電解前液中の亜鉛濃度が低下することなく、マンガン濃度を低減させることができた。
(実施例3)
実施例2と同様に、実施例1において、次亜塩素酸ソーダ溶液を添加し累計で2mLとなった電解前液を準備した。
当該実施例1に係る電解前液へ、実施例2と同様であるが、添加剤が累計7mLとなるまで、次亜塩素酸ソーダ溶液をさらに添加した。
尚、当該次亜塩素酸ソーダ溶液の添加により、電解前液のpH値が3以下とならないようにするため、当該電解前液のpH値調整用として、当該電解前液へ酸化亜鉛を投入した。

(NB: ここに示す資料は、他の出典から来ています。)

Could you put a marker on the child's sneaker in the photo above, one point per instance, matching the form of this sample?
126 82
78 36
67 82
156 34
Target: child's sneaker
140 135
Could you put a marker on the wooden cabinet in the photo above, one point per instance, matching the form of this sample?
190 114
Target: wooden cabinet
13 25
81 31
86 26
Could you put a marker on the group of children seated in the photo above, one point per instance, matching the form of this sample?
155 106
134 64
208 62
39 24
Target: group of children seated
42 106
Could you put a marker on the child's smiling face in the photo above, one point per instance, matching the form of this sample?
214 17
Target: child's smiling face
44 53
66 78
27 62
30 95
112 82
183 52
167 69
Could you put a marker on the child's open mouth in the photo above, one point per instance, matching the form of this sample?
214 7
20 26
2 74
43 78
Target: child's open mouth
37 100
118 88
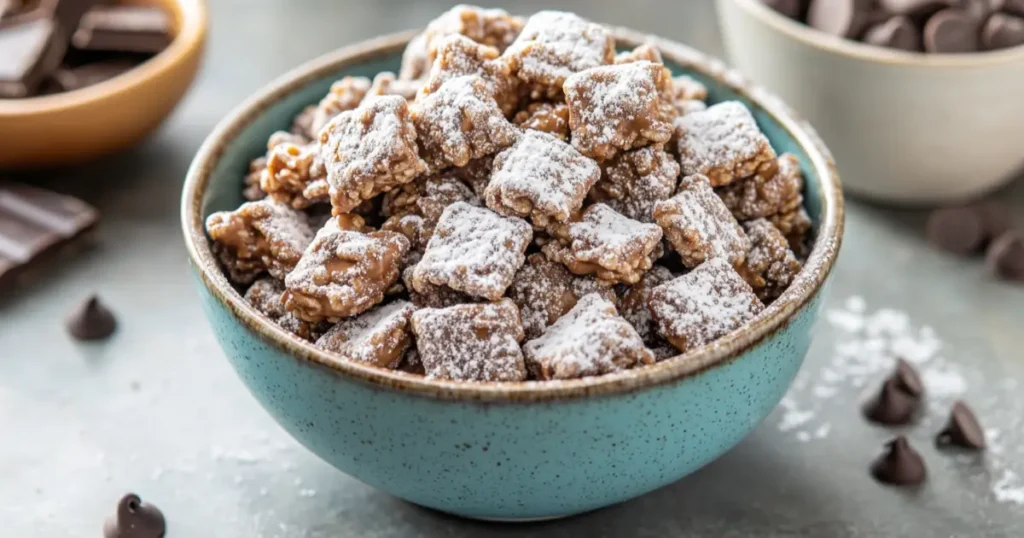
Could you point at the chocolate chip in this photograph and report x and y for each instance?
(957, 230)
(91, 321)
(898, 32)
(135, 520)
(899, 464)
(963, 429)
(1006, 255)
(1003, 31)
(950, 32)
(892, 405)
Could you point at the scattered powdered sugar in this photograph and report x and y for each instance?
(591, 339)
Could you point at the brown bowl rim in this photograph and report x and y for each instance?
(189, 37)
(807, 284)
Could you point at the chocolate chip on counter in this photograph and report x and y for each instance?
(91, 321)
(899, 33)
(899, 464)
(1003, 31)
(135, 520)
(891, 406)
(1006, 255)
(950, 32)
(957, 230)
(963, 429)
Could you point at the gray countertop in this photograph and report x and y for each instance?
(157, 410)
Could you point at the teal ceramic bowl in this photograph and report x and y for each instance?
(509, 451)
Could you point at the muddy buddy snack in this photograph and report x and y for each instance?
(517, 204)
(343, 273)
(369, 151)
(704, 304)
(591, 339)
(379, 336)
(471, 342)
(722, 142)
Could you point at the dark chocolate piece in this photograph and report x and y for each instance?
(1006, 256)
(961, 231)
(951, 32)
(963, 429)
(91, 321)
(1003, 31)
(898, 32)
(135, 520)
(899, 464)
(35, 223)
(124, 29)
(891, 406)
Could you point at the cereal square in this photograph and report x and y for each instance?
(616, 108)
(461, 121)
(633, 181)
(259, 236)
(343, 273)
(590, 339)
(471, 342)
(473, 250)
(722, 142)
(379, 336)
(699, 226)
(553, 45)
(541, 177)
(608, 245)
(370, 151)
(704, 304)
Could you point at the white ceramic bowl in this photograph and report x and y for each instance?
(904, 127)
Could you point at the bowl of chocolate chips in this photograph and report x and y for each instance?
(80, 79)
(919, 99)
(514, 267)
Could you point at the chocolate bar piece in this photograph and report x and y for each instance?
(124, 29)
(35, 223)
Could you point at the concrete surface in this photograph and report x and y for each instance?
(157, 410)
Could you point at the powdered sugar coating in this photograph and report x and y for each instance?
(370, 151)
(607, 244)
(704, 304)
(461, 121)
(722, 142)
(343, 273)
(257, 236)
(614, 108)
(633, 181)
(590, 339)
(699, 226)
(553, 45)
(473, 250)
(540, 177)
(379, 336)
(471, 342)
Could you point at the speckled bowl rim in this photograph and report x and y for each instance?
(807, 284)
(871, 53)
(190, 35)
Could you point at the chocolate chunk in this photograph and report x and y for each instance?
(892, 405)
(963, 429)
(91, 321)
(1003, 31)
(951, 32)
(135, 520)
(961, 231)
(125, 29)
(899, 464)
(1006, 256)
(898, 32)
(34, 224)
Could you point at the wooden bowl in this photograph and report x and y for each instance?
(80, 125)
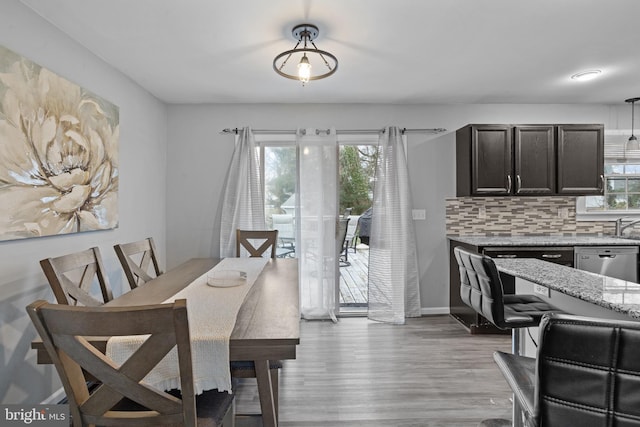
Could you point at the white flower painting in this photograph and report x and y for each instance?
(58, 154)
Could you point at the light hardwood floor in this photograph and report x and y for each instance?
(429, 372)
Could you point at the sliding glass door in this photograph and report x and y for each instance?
(356, 158)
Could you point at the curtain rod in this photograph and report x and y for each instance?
(344, 132)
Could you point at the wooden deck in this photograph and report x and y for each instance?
(354, 278)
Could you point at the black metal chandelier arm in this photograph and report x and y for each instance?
(305, 34)
(292, 51)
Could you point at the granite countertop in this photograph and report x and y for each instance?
(545, 240)
(613, 294)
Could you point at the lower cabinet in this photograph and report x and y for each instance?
(469, 318)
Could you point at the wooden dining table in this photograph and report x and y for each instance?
(267, 326)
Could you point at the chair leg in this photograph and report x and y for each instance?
(275, 385)
(515, 341)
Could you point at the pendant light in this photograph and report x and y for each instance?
(311, 59)
(632, 143)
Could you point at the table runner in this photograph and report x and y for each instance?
(212, 315)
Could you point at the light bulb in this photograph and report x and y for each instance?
(304, 69)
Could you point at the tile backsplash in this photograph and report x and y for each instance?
(518, 216)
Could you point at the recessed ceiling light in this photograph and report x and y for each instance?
(583, 76)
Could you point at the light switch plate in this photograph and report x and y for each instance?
(419, 214)
(541, 290)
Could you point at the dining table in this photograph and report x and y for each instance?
(267, 325)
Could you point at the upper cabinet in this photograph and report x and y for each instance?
(580, 159)
(493, 160)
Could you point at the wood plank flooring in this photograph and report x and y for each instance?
(429, 372)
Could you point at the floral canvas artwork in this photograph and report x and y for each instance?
(58, 154)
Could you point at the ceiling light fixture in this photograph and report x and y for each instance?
(310, 58)
(584, 76)
(632, 143)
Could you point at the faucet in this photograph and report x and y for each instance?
(620, 228)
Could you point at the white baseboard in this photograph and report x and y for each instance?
(430, 311)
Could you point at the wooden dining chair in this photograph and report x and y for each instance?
(257, 242)
(72, 276)
(267, 239)
(137, 258)
(122, 398)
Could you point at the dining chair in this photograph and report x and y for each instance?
(267, 239)
(256, 242)
(586, 373)
(136, 259)
(122, 397)
(72, 276)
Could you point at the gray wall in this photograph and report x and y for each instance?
(199, 157)
(142, 197)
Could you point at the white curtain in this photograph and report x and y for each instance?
(317, 214)
(243, 201)
(394, 289)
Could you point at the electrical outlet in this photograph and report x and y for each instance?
(541, 290)
(419, 214)
(482, 212)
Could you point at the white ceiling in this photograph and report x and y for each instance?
(390, 51)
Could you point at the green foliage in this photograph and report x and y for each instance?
(280, 175)
(356, 173)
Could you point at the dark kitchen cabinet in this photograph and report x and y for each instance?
(509, 160)
(484, 160)
(580, 159)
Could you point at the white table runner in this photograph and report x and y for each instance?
(212, 315)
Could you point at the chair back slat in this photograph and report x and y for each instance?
(136, 259)
(63, 329)
(72, 277)
(250, 239)
(480, 285)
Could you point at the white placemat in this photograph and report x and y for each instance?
(212, 315)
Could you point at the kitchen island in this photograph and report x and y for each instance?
(591, 293)
(572, 291)
(553, 248)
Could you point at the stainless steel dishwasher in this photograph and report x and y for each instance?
(620, 262)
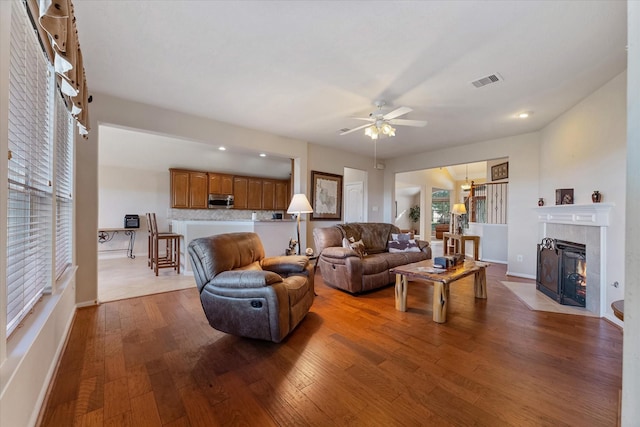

酸化亜鉛の投入量は0.1g程度であった。
得られた実施例3に係る電解質Eh値は1012mV、pH値は4.34であった。
次に、当該電解前液の成分を分析した。その結果、マンガン3.64g/L、亜鉛180g/L、塩素2.94g/L、ナトリウム3.33g/Lであった。
亜鉛濃度を低下させることなく、マンガン濃度を低減することができた。
(実施例4)
実施例2と同様に、実施例1において、次亜塩素酸ソーダ溶液を添加し累計で2mLとなった電解前液を準備した。
当該実施例1に係る電解前液へ、実施例2と同様であるが、添加剤が累計8mLとなるまで、次亜塩素酸ソーダ溶液をさらに添加した。
尚、当該次亜塩素酸ソーダ溶液の添加により、電解液のpH値が3以下とならないようにするため、当該電解液のpH値調整用として、当該電解前液へ酸化亜鉛を投入した。酸化亜鉛の投入量は0.2g程度であった。
得られた実施例4に係る電解質Eh値は1020mV、pH値は4.25であった。
次に、当該電解前液の成分を分析した。その結果、マンガン3.38g/L、亜鉛180g/L、塩素3.42g/L、ナトリウム3.82g/Lであった。
亜鉛濃度が低下することなく、マンガン濃度を低減することができた。
(実施例5)
実施例2と同様に、実施例1において、次亜塩素酸ソーダ溶液を添加し累計で2mLなった電解前液を準備した。
当該実施例1に係る電解前液へ、実施例2と同様であるが、添加剤が累計10mLとなるまで、次亜塩素酸ソーダ溶液をさらに添加した。
尚、当該次亜塩素酸ソーダ溶液の添加により、電解前液のpH値が3以下とならないようにするため、当該電解前液のpH値調整用として、当該電解前液へ酸化亜鉛を投入した。酸化亜鉛の投入量は0.2g程度であった。
得られた実施例5に係る電解質Eh値は1040mV、pH値は4.2であった。
次に、当該電解液の成分を分析した。その結果、マンガン2.98g/L、亜鉛180g/L、塩素4.4g/L、ナトリウム4.48g/Lであった。
亜鉛濃度を低下させることなく、マンガン濃度を低減することができた。
(実施例1〜5のまとめ)
上述した実施例1〜5において、電解前液への次亜塩素酸ソーダ溶液の添加により、電解前液中の亜鉛濃度が低下させることなく、マンガン濃度を低減することができることが判明した。そして、次亜塩素酸ソーダ溶液の添加量により、電解液中のマンガン濃度を制御できることも判明した。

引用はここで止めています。